A breast biopsy is usually done to check a mass found during a breast examination or a suspicious area found on a mammogram, ultrasound, or magnetic resonance imaging (MRI). There are several ways to conduct a breast biopsy, with the tissue sample going to pathology for evaluation.
- Fine-needle aspiration biopsy: A thin needle is inserted into a lump and removes a sample of cells or fluid.
- Core needle biopsy: A needle with a special tip is inserted and removes a sample of tissue about the size of a grain of rice.
- Vacuum-assisted core biopsy: This is done with a probe that uses a gentle vacuum to remove a small sample of breast tissue. The single small cut doesn't require stitches and leaves a very small scar.
- Open (surgical) biopsy: A small cut is made in the skin, and a lump of breast tissue is removed in part or in full. This may be done as a first step to check a lump or if a needle biopsy doesn't provide enough information.
If needed, ultrasound or MRI can guide the biopsy needle, or a computer can be used to locate the exact coordinates for the biopsy sample from mammograms taken from two angles (stereotactic needle biopsy).
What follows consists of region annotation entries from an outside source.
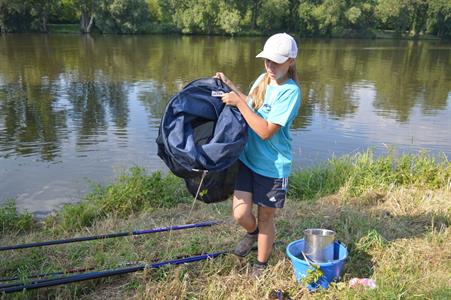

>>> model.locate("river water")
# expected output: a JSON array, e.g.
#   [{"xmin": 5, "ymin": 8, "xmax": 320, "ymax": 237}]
[{"xmin": 0, "ymin": 34, "xmax": 451, "ymax": 215}]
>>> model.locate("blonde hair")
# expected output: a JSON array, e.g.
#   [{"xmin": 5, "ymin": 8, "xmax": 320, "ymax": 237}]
[{"xmin": 249, "ymin": 63, "xmax": 299, "ymax": 110}]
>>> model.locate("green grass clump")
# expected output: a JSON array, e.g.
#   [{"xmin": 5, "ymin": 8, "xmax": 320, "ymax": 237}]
[
  {"xmin": 0, "ymin": 200, "xmax": 33, "ymax": 233},
  {"xmin": 57, "ymin": 167, "xmax": 190, "ymax": 230},
  {"xmin": 289, "ymin": 150, "xmax": 451, "ymax": 200}
]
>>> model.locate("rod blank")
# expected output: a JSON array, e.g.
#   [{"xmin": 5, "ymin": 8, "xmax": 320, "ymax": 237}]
[{"xmin": 0, "ymin": 221, "xmax": 221, "ymax": 251}]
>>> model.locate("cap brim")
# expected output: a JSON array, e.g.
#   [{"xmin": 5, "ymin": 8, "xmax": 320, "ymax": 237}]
[{"xmin": 255, "ymin": 50, "xmax": 288, "ymax": 64}]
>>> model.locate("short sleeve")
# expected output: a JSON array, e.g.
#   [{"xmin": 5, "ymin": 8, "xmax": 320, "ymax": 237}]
[{"xmin": 267, "ymin": 87, "xmax": 301, "ymax": 126}]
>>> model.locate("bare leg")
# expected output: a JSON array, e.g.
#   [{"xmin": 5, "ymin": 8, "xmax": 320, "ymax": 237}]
[
  {"xmin": 232, "ymin": 191, "xmax": 257, "ymax": 232},
  {"xmin": 257, "ymin": 206, "xmax": 276, "ymax": 262}
]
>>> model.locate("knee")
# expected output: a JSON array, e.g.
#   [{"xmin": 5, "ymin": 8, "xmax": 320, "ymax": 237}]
[
  {"xmin": 233, "ymin": 211, "xmax": 252, "ymax": 224},
  {"xmin": 258, "ymin": 213, "xmax": 274, "ymax": 225}
]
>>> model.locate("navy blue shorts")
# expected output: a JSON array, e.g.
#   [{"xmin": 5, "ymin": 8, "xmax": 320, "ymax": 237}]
[{"xmin": 235, "ymin": 162, "xmax": 288, "ymax": 208}]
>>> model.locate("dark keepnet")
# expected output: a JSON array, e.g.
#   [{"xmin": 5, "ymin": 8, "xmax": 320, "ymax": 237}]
[{"xmin": 156, "ymin": 78, "xmax": 247, "ymax": 203}]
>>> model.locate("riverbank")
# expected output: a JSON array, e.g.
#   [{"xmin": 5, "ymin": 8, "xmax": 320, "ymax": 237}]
[
  {"xmin": 0, "ymin": 152, "xmax": 451, "ymax": 299},
  {"xmin": 48, "ymin": 24, "xmax": 440, "ymax": 40}
]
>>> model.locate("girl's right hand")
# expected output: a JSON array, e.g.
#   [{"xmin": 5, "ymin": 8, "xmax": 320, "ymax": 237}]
[{"xmin": 213, "ymin": 72, "xmax": 232, "ymax": 86}]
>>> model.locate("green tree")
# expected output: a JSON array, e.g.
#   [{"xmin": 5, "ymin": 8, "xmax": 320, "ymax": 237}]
[
  {"xmin": 175, "ymin": 0, "xmax": 219, "ymax": 33},
  {"xmin": 426, "ymin": 0, "xmax": 451, "ymax": 37},
  {"xmin": 95, "ymin": 0, "xmax": 150, "ymax": 33},
  {"xmin": 258, "ymin": 0, "xmax": 290, "ymax": 31},
  {"xmin": 218, "ymin": 2, "xmax": 242, "ymax": 35}
]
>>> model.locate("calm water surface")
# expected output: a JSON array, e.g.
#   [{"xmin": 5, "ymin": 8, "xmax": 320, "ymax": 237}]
[{"xmin": 0, "ymin": 35, "xmax": 451, "ymax": 214}]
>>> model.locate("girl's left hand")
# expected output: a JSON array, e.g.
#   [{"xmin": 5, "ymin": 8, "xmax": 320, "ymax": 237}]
[{"xmin": 222, "ymin": 91, "xmax": 243, "ymax": 106}]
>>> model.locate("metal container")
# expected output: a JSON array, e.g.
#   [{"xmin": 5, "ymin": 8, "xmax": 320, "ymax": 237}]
[{"xmin": 304, "ymin": 228, "xmax": 336, "ymax": 263}]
A fine wire, clip, or marker also may be used to mark the site.
When I think of the evolution of surgical breast care over the last 30 years, it is remarkable to see how minimally invasive procedures can provide just as much information as other procedures. However, there are still a few controversial issues to keep in mind.
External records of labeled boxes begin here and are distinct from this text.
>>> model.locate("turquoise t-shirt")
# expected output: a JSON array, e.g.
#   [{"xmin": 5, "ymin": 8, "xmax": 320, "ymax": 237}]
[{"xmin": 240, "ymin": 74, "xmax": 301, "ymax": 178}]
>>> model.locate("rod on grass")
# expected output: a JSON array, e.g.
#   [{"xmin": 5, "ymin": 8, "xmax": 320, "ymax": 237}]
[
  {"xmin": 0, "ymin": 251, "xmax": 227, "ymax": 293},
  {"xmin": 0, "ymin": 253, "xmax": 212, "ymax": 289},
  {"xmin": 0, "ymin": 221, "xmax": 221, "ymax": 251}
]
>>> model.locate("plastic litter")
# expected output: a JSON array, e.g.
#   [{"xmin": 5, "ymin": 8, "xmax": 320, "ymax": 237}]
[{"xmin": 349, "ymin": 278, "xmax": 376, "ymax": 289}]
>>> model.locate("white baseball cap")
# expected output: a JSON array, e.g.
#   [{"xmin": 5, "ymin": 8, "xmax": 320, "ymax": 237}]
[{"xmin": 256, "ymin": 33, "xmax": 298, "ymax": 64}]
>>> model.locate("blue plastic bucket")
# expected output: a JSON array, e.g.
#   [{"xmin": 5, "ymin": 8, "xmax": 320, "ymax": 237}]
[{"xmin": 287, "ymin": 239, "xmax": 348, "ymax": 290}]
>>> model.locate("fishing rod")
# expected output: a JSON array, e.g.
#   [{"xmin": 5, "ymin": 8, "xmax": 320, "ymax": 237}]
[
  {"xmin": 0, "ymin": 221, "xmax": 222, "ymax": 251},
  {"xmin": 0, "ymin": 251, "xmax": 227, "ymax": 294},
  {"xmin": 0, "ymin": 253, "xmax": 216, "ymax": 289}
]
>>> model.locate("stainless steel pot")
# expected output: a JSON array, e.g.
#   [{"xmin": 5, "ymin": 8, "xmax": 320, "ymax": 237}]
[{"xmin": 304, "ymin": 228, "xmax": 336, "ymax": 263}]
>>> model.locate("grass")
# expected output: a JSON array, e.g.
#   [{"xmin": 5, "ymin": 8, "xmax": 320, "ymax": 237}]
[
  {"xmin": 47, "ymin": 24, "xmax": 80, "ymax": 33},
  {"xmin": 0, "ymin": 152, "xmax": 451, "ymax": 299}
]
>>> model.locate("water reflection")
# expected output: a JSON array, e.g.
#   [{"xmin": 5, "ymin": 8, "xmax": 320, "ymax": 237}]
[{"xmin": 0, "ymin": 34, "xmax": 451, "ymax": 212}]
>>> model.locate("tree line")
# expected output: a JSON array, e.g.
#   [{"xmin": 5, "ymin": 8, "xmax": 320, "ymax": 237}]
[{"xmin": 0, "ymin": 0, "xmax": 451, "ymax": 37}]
- A fine-needle aspiration (FNA) biopsy should never be used to make definitive decisions. Samples are often of limited cell number and cannot be used for staging or for hormone status. I have seen surgeons taking patients to the OR based on an FNA finding and had to explain this in detail to the peer review panel!
- A core biopsy is usually of sufficient cellular size and quality but can sometimes miss an area of concern. Nevertheless, it is always preferred to an open biopsy in the OR (used only in mitigating circumstances). Under ultrasound guidance, it is a reasonable and frequently used procedure.
- The 2012 National Accreditation Program of Breast Center (NAPBC) Standards wishes to see excisional/open biopsies close to 0 percent to avoid second anesthesia and/or time.
I have witnessed excisional biopsies as large as quadrantectomies performed in the outpatient setting without any discussion of cosmesis.
The details of a particular 2001 case will stay with me for the rest of my career. The patient was a 45-year-old Latina with limited English language skills, limited funds, and only catastrophic insurance coverage. Whether these factors had a role in her decision or that of the surgeon, I do not know. Instead of a small incision and a sampling for the pathologist, the surgeon began to cut out the entire mass. Perhaps he was confident he could obtain clear margins on sight alone.
Needless to say, this was an outpatient procedure, and the center was ill equipped to handle a crisis. There was not an emergency cart on the premises, and no amount of suture was going to close the wound without cautery, let alone intraoperative antibiotics for wound care.
Of course, the pathology was returned as cancer, the margins positive, and the wound poorly healed. This woman did finally go to the OR, and a mastectomy was performed.
There are times, even now, in which excisional biopsies may be necessary to achieve the goal of tissue evaluation. Size or location of the tumor or patient preference may be an issue. However, these cases should be rare and avoided if there are options.
We will continue to see a variety of procedures as evidence-based science continues to shift the paradigm. Newer technologies, better staining techniques in the lab, and better understanding of tumor behavior will lead the way.
- Abeloff MD, Wolff AC, Weber BL, et al. Cancer of the breast. In: Abeloff MD, Armitage JO, Niederhuber JE, Kastan MB, McKena WG. Clinical Oncology. 4th ed. Philadelphia, Pa: Churchill Livingstone Elsevier; 2008: chap 95.
- Whitman GJ. Ultrasound-guided breast biopsies. Ultrasound Clin. 2006;1:603-615.
- Kim CH, Bassett LW. Imaging-guided core needle biopsy of the breast. In: Bassett LW, Jackson VP, Fu KL, Fu, YS. Diagnosis of Diseases of the Breast. 2nd ed. Philadelphia, Pa: Saunders Elsevier; 2005:chap 17.